Che noi andiamo in caccia o in fuga; che temiamo sventura o ci affatichiamo per la gioia, è in sostanza tutt'uno; la preoccupazione della volontà ognora esigente, sotto qualsivoglia aspetto, empie e agita perennemente la conscienza; e senza pace nessun benessere è mai possibile. Così posa il soggetto del volere senza tregua sulla volgente ruota d'Issione, attinge ognora col vaglio delle Danaidi, è l'eternamente struggentesi Tantalo.

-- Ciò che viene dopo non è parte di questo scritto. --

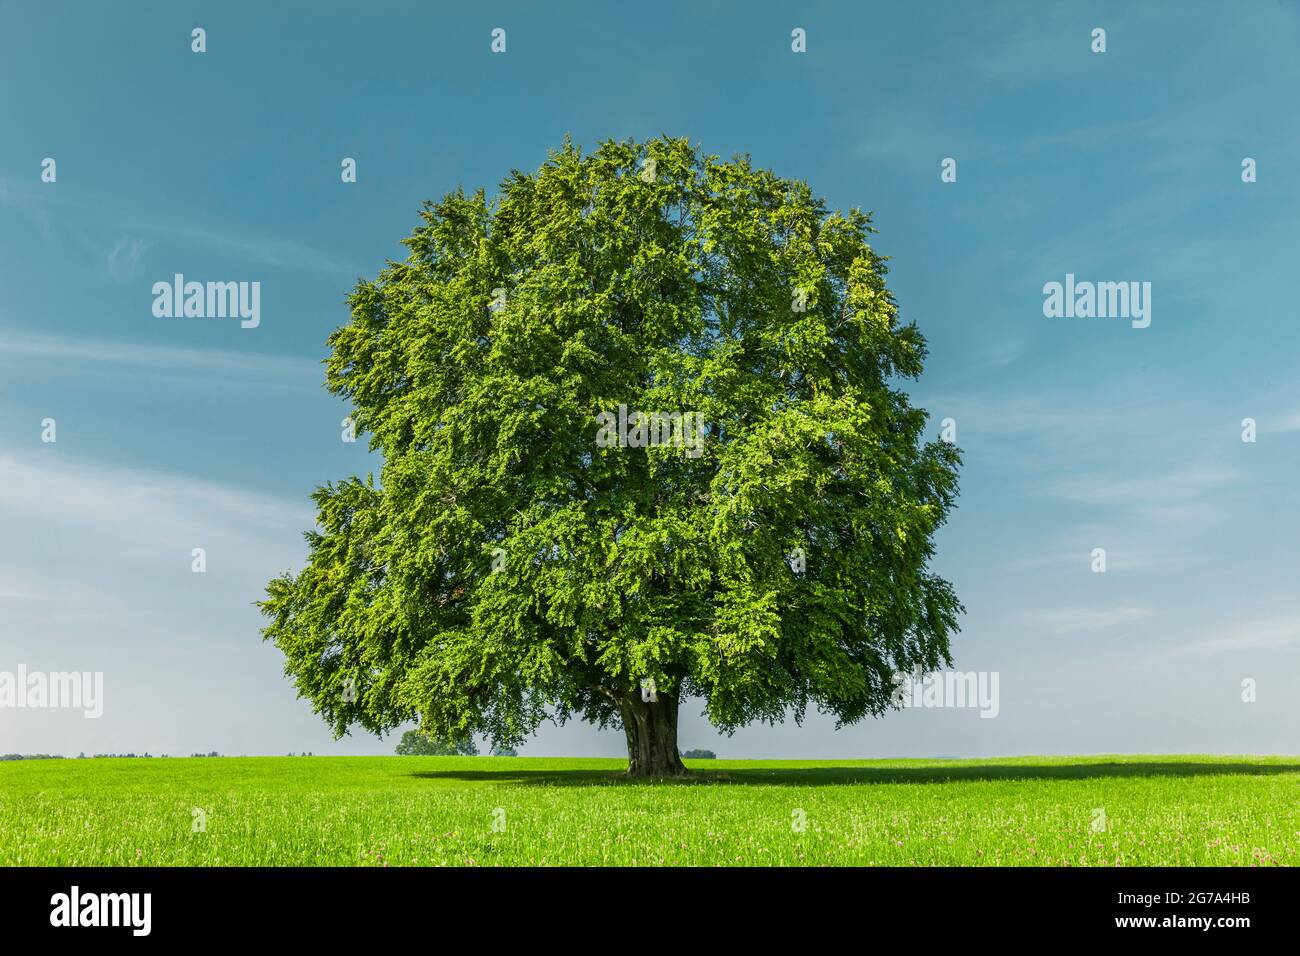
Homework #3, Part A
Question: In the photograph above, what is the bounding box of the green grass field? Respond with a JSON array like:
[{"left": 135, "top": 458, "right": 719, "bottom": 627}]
[{"left": 1, "top": 754, "right": 1296, "bottom": 866}]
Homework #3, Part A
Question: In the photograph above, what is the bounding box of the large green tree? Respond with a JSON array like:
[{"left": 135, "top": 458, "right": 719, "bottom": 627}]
[{"left": 261, "top": 136, "right": 962, "bottom": 777}]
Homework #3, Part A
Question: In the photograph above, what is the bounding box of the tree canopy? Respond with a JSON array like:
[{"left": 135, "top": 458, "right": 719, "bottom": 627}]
[{"left": 260, "top": 135, "right": 962, "bottom": 776}]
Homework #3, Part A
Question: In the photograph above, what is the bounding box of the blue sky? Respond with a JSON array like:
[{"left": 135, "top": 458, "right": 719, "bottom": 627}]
[{"left": 2, "top": 0, "right": 1298, "bottom": 757}]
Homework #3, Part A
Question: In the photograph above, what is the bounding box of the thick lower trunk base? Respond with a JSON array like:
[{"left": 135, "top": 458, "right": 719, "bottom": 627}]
[{"left": 619, "top": 690, "right": 688, "bottom": 778}]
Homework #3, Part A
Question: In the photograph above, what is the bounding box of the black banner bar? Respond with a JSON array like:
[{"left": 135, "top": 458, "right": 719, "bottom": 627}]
[{"left": 0, "top": 865, "right": 1286, "bottom": 941}]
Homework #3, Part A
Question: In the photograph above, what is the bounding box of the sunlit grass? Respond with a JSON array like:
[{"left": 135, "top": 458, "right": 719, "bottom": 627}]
[{"left": 1, "top": 754, "right": 1296, "bottom": 866}]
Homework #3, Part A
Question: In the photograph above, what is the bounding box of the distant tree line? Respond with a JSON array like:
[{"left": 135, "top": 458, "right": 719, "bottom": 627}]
[
  {"left": 7, "top": 743, "right": 536, "bottom": 760},
  {"left": 97, "top": 753, "right": 160, "bottom": 758},
  {"left": 2, "top": 753, "right": 193, "bottom": 760},
  {"left": 1, "top": 754, "right": 65, "bottom": 761}
]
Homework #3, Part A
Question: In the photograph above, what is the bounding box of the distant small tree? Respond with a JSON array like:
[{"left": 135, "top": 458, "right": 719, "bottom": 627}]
[
  {"left": 682, "top": 749, "right": 716, "bottom": 759},
  {"left": 395, "top": 730, "right": 478, "bottom": 756},
  {"left": 490, "top": 744, "right": 519, "bottom": 757}
]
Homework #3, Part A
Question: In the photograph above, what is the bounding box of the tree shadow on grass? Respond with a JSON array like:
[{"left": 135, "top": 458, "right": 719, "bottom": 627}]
[{"left": 408, "top": 759, "right": 1300, "bottom": 788}]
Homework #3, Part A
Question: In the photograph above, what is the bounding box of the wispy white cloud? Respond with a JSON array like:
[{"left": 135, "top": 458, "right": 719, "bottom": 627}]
[
  {"left": 917, "top": 390, "right": 1134, "bottom": 437},
  {"left": 0, "top": 329, "right": 321, "bottom": 386},
  {"left": 1006, "top": 543, "right": 1186, "bottom": 575},
  {"left": 150, "top": 219, "right": 354, "bottom": 274},
  {"left": 1023, "top": 605, "right": 1153, "bottom": 634},
  {"left": 1154, "top": 616, "right": 1300, "bottom": 661},
  {"left": 0, "top": 176, "right": 355, "bottom": 275},
  {"left": 0, "top": 452, "right": 313, "bottom": 634},
  {"left": 1047, "top": 465, "right": 1243, "bottom": 510},
  {"left": 105, "top": 235, "right": 151, "bottom": 282},
  {"left": 0, "top": 453, "right": 313, "bottom": 540},
  {"left": 1272, "top": 411, "right": 1300, "bottom": 433}
]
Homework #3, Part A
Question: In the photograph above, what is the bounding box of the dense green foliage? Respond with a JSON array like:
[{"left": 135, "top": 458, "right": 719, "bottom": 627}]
[
  {"left": 2, "top": 756, "right": 1295, "bottom": 866},
  {"left": 260, "top": 136, "right": 962, "bottom": 763}
]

Ma quando una causa esteriore, o un'interna disposizione ci trae all'improvviso fuori dall'infinita corrente del volere, e la conoscenza sottrae alla schiavitù della volontà, e quando l'attenzione non è più rivolta ai motivi del volere, bensì percepisce le cose sciolte dal loro rapporto col volere, ossia le considera senza interesse, senza soggettività, in modo puramente obiettivo, dandosi tutta ad esse, in quanto esse sono pure rappresentazioni e non motivi: allora sopravviene d'un tratto, spontaneamente, la pace ognora cercata sulla prima via, la via del volere, e ognora sfuggente; e noi ci sentiamo benissimo. È lo stato senza dolore, che Epicuro lodò come il massimo bene, e come condizione degli Dei: poiché noi siamo, per quell'istante, liberati dalla bassa ansia della volontà, celebriamo il sabba dei lavori forzati; e la ruota d'Issione si ferma.
Ed è questo appunto lo stato, ch'io ho descritto più sopra come necessario per la conoscenza dell'idea quale pura contemplazione, assorbimento nell'intuizione, smarrimento di sé nell'oggetto, oblio d'ogni individualità, abolizione della conoscenza che segue il principio di ragione e soltanto le relazioni afferra; è lo stato, in cui d'un subito e indissociabilmente s'innalza il singolo oggetto intuito all'idea della sua specie, e l'individuo conoscente a puro soggetto del conoscere fuori della volontà; sì che entrambi, in quanto tali, non stanno più nella corrente del tempo e di tutte le altre relazioni.